Honeycomb Energy Battery released jelly batteries today: no fire, no smoke even when punctured.

Introduction

Last week, I had the opportunity to attend Honeycomb’s Battery Day in person. This battery day mainly focused on battery safety, technical routes, and corporate vision, etc. Honeycomb, an emerging battery company, presented some possibilities of lithium battery technology to us, showing us some different things.

Jelly Battery

This year, the battery faces great challenges in terms of application safety. Mature overseas battery companies and car companies have experienced large-scale recalls, such as SDI in BMW and Ford PHEV batteries, and LG Chem in General Motors and Hyundai-Kia BEV batteries.

Therefore, for a battery company, long-term development needs to be focused on the safety of the entire battery life cycle. This year, almost all battery companies’ R&D focus is on the solution to thermal runaway. Honeycomb has a solution named “Cold Bee”, which controls the spread of heat from four aspects: material, cell, battery pack, and monitoring system. In the “Cold Bee” thermal runaway solution, the jelly battery designed based on cobalt-free cathode material and electrolyte material is worth mentioning.

Honeycomb is very good at naming products. This time, the jelly battery based on gel electrolyte was given a vivid name: “Jelly Battery”. According to the introduction, the jelly battery has high conductivity, self-healing, and flame retardancy characteristics, which can prevent thermal diffusion without significantly reducing the electrical performance.

Honeycomb claims that the heat resistance temperature of the “Jelly Battery” has been increased to 150°C, and it also has the “self-healing” characteristic (simply understood, the polymer electrolyte can be slowly self-healed even if it is cut by a small knife, leaving no scars). In the needle puncture test of a fully charged jelly battery laboratory sample, it can achieve “no ignition, no smoke, self-healing”.

The electrolyte plays a role in ion conduction between the positive and negative electrodes of a lithium-ion battery, ensuring the high voltage and high specific energy advantages of lithium-ion batteries. Among the four main materials of the battery, the use of electrolyte must be matched with the use of positive and negative electrode materials. In 2020, in the two directions of high voltage positive electrode materials and long-life batteries, battery companies need to use suitable electrolytes.

The jelly battery proposed by Honeycomb this time is mainly based on gel-type electrolytes, which can better fit the electrode surface, thereby improving the conductivity. Currently, the conductivity of this material can reach 6×10-3 S/cm. This is also a major technology in the evolution of disc-type cell technology.
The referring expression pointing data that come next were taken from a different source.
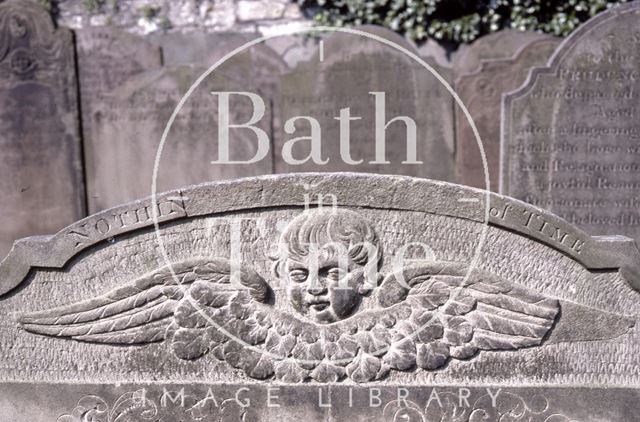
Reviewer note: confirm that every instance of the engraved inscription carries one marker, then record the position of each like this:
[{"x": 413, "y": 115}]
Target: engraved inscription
[{"x": 426, "y": 314}]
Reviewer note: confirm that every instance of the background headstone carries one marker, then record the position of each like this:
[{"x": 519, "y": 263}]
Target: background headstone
[
  {"x": 571, "y": 140},
  {"x": 41, "y": 183},
  {"x": 503, "y": 44},
  {"x": 343, "y": 72},
  {"x": 481, "y": 92},
  {"x": 126, "y": 130},
  {"x": 107, "y": 58}
]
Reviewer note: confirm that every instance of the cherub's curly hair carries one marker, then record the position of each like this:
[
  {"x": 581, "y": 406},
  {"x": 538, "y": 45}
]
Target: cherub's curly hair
[{"x": 328, "y": 225}]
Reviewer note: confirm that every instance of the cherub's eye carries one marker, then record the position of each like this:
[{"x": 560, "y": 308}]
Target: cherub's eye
[
  {"x": 335, "y": 273},
  {"x": 298, "y": 276}
]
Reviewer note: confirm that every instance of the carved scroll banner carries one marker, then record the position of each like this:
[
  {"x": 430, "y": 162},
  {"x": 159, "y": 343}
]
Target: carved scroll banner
[
  {"x": 41, "y": 183},
  {"x": 570, "y": 138},
  {"x": 225, "y": 311}
]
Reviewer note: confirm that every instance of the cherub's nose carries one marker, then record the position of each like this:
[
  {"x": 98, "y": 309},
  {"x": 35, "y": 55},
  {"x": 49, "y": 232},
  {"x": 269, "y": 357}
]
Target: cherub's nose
[{"x": 317, "y": 288}]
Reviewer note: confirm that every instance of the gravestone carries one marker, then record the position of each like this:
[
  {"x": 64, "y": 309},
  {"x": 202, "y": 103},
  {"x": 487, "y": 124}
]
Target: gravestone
[
  {"x": 41, "y": 165},
  {"x": 481, "y": 92},
  {"x": 216, "y": 315},
  {"x": 503, "y": 44},
  {"x": 344, "y": 72},
  {"x": 127, "y": 128},
  {"x": 107, "y": 57},
  {"x": 570, "y": 138}
]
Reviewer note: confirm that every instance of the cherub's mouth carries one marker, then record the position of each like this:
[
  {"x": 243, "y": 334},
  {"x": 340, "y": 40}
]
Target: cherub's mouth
[{"x": 319, "y": 305}]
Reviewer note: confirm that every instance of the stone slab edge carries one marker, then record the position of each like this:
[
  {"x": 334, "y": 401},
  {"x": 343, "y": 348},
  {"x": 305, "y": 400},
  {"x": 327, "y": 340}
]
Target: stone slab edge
[{"x": 351, "y": 189}]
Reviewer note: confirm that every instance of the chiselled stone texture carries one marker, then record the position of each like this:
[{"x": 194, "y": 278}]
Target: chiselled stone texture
[
  {"x": 128, "y": 124},
  {"x": 41, "y": 181},
  {"x": 481, "y": 92},
  {"x": 107, "y": 58},
  {"x": 99, "y": 304},
  {"x": 501, "y": 45},
  {"x": 570, "y": 137},
  {"x": 343, "y": 73}
]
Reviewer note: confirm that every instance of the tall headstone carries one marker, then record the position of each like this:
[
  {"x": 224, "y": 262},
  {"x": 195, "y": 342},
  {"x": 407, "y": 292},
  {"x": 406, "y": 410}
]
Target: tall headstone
[
  {"x": 41, "y": 183},
  {"x": 481, "y": 92},
  {"x": 344, "y": 73},
  {"x": 236, "y": 318},
  {"x": 503, "y": 44},
  {"x": 107, "y": 58},
  {"x": 128, "y": 124},
  {"x": 571, "y": 135}
]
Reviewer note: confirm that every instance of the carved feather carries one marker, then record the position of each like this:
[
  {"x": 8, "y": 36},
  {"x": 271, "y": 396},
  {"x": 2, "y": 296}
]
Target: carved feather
[{"x": 143, "y": 310}]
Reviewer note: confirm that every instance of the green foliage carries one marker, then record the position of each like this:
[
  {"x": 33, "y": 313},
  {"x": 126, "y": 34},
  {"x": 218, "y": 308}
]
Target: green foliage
[
  {"x": 93, "y": 6},
  {"x": 458, "y": 21}
]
Mixing Different Electrolytes

In lithium-ion batteries, electrolyte is a component with low cost but high effectiveness, which affects the performance of the battery in multiple dimensions. From the current perspective, everyone is making great efforts to adjust the positive and negative electrode materials, adjust the separator, but the impact of the electrolyte on the performance characteristics of the lithium-ion is very significant. Adjusting in this direction has a certain leverage effect, which can make the safety characteristics and other performance of the battery different.The Cost of Electrolyte and its Impact on Battery Performance

Electrolyte is generally composed of high-purity organic solvents, lithium salt electrolytes, necessary additives and other raw materials, and is formulated in a certain proportion under certain conditions, as shown in the figure below.
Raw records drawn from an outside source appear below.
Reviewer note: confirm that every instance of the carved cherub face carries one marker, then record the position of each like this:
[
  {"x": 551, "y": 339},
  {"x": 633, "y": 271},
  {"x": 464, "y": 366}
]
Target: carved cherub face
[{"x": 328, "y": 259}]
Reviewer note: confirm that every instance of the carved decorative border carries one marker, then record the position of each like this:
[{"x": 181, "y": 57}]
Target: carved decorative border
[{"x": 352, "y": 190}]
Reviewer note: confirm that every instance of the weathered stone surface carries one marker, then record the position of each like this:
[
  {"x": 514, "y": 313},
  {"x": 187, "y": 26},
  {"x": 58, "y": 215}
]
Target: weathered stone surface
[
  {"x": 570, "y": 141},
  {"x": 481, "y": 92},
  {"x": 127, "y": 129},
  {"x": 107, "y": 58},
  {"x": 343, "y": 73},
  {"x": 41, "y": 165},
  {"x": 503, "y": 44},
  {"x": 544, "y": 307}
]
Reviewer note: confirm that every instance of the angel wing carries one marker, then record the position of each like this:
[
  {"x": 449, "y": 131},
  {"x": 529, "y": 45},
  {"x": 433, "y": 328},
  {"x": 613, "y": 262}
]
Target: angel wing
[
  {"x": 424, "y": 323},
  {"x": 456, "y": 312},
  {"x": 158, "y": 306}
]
Composition of Electrolyte

Compared with liquid electrolytes, this jelly-like electrolyte greatly improves safety. Evaluation through needle penetration testing shows that the product under test exhibits excellent flame retardancy at high temperatures, making it relatively easy to achieve a result of L0 with no ignition during needle penetration experimentation. Incorporating this type of electrolyte into the existing product system will significantly increase the safety of the battery pack. Hesai has demonstrated that by applying jelly battery technology to its 90 Ah square battery, heat dissipation can be effectively blocked, significantly increasing the safety of electric vehicles.

Using this material only incurs a slight additional cost. From an overall perspective, the internal resistance of a jelly battery is 5% higher than that of a ternary lithium battery with a liquid electrolyte. The charge and discharge rate fluctuates by ±2% depending on the cobalt content, and the cycle life will be sacrificed by 5%. However, considering the greatly improved safety performance, the small sacrifice in performance is still worthwhile.

Sample Test of Jelly Battery

Summary

Based on the information released on Battery Day, Hesai Energy has also laid out its next-generation technology plans, including an all-solid-state battery. The development from liquid electrolyte to full solid-state battery requires a process where the electrolyte content in the battery is gradually reduced, evolving from a gel electrolyte system to a semi-solid system before finally transitioning to a fully solid-state battery. The release of the jelly battery not only strengthens the safety of batteries from the material side, but also represents a big step forward for Hesai Energy in the development process of solid-state batteries.